Wordless, you are truly all alone now in Gethsemane.
And you remember the pandemic in the spring of 2020, how it was bad but not-so-bad in a way that there was a lot of sun, that everybody was in the suffering, albeit to different degrees, that a common vocabulary was put together, however clumsily, to make sense of the senseless, for and with each other.
Then you imagine, what if it is not a virus that a person by and large hasn't done anything bad to have succumbed to it? What if there is guilt and shame on your part in your downfall? And if I am even half honest about life and myself, have I--or any human being--ever been a pure victim of circumstances, however black-and-white the moral outlook of the matter from my own perspective? Was there ever a time when injustice was done against me that I didn't add to it and amplify evil? I won't even mention injustice I've created ex nihilo, or done against the very people I claim to love and now from whom I want the most their understanding and sympathy, speaking with me and for me. I haven't compile the statistic, but I can see myself sinning against God three to five times going through one grocery line-up. Yet when it was happening, I wasn't aware. Or to put it theologically, the Spirit wasn't alive and well in me.

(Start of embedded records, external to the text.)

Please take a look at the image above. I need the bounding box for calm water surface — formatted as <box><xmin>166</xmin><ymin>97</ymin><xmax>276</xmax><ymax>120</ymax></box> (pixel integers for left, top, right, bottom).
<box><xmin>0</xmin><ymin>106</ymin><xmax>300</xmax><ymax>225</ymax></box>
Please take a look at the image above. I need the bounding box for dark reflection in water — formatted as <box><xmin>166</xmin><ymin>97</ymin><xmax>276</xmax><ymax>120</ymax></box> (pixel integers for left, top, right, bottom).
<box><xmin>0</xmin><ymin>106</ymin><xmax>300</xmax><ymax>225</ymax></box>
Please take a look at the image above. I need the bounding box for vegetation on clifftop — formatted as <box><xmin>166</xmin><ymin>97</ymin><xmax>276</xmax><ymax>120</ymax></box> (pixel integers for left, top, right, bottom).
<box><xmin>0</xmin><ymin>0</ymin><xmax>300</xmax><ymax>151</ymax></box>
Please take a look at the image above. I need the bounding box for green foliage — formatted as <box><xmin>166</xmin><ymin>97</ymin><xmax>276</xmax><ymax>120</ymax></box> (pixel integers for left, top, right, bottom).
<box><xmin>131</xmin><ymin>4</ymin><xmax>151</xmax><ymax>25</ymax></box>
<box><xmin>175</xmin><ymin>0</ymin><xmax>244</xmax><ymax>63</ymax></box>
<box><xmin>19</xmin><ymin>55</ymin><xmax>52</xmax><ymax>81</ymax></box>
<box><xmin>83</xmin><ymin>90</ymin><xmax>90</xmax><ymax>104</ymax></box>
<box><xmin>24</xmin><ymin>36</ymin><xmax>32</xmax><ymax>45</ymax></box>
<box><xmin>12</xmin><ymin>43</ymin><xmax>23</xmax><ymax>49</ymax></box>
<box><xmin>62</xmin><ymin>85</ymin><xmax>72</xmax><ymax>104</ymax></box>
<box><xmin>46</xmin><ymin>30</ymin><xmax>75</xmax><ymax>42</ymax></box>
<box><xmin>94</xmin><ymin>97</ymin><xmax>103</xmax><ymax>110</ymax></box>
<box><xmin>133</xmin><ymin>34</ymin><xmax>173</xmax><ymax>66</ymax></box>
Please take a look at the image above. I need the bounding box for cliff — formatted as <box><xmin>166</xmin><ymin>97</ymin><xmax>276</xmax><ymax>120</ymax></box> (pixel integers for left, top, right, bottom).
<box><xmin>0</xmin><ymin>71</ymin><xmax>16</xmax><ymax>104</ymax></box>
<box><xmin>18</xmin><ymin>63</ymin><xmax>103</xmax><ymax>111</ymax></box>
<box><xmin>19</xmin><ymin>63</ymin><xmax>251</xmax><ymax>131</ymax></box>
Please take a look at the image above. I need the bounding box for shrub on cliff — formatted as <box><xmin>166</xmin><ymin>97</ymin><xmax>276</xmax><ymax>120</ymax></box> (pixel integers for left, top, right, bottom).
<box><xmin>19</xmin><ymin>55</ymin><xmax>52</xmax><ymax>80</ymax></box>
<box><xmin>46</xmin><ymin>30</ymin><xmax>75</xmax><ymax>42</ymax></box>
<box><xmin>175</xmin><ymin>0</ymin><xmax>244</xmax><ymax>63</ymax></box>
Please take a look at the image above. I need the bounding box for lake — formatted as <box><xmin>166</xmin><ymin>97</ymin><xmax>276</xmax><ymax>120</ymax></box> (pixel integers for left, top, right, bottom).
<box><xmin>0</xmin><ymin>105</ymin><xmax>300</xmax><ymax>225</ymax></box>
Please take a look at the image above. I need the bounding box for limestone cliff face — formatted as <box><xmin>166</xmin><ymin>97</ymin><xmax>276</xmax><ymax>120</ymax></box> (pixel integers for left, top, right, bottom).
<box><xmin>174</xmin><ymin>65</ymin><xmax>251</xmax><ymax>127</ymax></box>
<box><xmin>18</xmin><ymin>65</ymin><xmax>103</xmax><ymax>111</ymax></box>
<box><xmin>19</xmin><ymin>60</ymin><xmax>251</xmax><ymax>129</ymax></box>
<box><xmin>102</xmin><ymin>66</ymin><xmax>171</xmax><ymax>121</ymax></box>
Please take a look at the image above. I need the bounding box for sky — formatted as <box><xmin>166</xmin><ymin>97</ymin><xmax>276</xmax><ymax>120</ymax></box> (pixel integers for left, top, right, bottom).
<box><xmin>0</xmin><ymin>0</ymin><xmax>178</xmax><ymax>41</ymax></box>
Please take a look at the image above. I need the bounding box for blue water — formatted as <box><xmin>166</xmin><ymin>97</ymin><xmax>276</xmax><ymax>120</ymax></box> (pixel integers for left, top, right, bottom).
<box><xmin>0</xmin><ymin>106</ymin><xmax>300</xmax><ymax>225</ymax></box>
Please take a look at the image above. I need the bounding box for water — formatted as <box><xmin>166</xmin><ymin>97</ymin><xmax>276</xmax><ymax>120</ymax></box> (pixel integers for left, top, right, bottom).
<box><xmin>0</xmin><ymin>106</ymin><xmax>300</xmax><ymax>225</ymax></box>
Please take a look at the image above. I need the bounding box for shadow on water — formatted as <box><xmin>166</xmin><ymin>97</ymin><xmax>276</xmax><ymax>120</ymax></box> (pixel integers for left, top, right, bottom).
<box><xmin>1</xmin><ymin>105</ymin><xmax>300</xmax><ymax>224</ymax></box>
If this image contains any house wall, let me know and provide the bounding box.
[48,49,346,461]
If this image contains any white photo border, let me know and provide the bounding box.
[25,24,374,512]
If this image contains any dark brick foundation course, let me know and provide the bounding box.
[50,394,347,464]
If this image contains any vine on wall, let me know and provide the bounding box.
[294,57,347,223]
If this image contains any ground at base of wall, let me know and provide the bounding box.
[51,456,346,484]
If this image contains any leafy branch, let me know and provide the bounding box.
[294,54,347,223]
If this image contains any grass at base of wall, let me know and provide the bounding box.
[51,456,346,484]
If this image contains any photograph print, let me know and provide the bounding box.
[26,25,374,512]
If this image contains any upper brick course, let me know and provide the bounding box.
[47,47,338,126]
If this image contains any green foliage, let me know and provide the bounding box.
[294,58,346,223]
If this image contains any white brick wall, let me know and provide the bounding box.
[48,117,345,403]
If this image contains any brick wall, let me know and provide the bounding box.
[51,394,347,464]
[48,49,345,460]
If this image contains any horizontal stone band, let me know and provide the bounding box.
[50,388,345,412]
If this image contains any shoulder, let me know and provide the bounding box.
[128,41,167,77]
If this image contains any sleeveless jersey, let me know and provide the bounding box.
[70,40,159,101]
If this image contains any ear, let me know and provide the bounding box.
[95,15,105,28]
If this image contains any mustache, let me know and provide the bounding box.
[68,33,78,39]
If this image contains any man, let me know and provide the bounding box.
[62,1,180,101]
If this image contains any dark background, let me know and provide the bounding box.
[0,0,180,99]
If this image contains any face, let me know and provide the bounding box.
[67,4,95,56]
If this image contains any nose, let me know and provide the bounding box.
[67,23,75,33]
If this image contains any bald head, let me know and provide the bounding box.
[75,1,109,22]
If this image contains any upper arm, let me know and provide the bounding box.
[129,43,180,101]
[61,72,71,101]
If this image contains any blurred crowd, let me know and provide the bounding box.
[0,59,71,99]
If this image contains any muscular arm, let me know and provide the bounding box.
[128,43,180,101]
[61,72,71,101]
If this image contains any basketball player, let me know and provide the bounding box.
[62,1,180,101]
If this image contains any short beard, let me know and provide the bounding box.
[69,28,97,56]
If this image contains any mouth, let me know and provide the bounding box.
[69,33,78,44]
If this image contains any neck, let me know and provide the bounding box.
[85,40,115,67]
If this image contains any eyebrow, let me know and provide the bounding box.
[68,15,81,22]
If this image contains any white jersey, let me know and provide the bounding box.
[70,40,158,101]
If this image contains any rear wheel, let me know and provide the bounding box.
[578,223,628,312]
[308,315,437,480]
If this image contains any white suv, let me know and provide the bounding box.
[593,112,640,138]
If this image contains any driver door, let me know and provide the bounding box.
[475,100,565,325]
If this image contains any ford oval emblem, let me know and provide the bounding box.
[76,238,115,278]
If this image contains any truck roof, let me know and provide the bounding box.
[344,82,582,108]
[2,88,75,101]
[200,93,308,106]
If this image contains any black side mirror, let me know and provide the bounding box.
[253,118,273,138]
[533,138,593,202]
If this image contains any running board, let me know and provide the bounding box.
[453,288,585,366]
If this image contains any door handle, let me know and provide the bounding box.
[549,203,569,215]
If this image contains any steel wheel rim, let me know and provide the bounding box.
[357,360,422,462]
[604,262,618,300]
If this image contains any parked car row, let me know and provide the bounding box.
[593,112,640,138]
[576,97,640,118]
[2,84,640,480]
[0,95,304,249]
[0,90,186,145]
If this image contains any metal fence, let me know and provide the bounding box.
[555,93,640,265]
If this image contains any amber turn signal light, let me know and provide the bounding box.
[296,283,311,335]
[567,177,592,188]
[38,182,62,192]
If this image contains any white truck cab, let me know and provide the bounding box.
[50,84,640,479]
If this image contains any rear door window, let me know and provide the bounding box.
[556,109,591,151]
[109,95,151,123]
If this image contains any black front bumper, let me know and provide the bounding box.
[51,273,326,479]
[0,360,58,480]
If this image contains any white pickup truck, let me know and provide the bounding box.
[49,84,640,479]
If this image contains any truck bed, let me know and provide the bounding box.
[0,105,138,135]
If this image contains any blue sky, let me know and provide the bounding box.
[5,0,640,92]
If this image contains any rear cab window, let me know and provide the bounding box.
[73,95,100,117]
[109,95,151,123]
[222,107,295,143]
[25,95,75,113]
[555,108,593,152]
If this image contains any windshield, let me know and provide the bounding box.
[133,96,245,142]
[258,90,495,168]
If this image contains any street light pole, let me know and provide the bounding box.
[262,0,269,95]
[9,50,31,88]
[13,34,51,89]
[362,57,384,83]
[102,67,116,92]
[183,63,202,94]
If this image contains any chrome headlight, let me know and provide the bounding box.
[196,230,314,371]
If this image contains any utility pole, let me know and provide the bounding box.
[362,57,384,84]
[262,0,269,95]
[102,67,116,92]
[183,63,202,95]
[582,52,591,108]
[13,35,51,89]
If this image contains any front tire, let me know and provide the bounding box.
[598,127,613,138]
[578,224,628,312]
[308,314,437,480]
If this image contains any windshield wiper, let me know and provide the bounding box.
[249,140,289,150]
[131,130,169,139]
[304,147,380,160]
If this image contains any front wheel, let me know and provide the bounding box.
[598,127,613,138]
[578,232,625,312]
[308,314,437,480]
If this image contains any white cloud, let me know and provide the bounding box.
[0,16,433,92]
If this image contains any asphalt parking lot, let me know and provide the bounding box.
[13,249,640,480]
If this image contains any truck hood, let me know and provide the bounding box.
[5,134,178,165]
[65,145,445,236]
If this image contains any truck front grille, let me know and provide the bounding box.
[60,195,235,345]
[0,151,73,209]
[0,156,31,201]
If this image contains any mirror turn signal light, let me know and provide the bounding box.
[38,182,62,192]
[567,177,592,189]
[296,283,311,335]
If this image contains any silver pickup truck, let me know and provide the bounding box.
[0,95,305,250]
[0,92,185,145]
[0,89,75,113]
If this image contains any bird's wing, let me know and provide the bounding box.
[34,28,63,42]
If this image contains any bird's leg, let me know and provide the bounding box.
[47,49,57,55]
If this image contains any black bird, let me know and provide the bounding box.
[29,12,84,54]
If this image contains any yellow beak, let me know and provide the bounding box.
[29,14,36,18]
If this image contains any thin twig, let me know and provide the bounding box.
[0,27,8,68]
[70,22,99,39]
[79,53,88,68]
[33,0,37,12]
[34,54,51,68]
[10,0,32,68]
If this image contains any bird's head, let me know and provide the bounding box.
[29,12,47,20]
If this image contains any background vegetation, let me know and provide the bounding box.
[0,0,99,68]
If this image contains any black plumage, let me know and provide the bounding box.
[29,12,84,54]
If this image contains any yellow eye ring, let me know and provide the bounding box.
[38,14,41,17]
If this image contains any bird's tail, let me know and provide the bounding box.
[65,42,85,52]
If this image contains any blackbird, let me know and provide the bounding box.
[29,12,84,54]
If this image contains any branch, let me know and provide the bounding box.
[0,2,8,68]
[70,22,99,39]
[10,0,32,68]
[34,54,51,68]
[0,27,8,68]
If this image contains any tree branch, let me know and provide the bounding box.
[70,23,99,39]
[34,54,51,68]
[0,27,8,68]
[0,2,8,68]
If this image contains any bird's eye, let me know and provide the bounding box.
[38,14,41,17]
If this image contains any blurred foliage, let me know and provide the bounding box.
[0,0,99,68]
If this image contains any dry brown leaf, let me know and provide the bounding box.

It is in this rock-hard determination to deny our true human nature, our brokenness and tendency to break, the recalcitrant refusal to see our own face however darkly, to acknowledge and work out our entanglement "in the heart of a needy, contaminated, messy world, a neighborhood of chaos," that Easter came and went and left only a whiff.
Who needs living again if we live as if we are not going to die and everyday fight to our last breath to prove our religion true? Who needs forgiveness when forgetfulness is good enough to make us stay "optimistic" and "positive"? Who wants to stay there in Gethsemane, even as a friend beside our Selves, to smell our own rotting, if we can fast-forward to the happy ending--we were told--vouchsafed for us somewhere over the rainbow, just for subscribing to the right ideas, doing the right things, getting along with the right people? Can't we justify ourselves, be left alone to plead our way away from our bitter cups?
It is in our prayer being answered that left all alone we will be.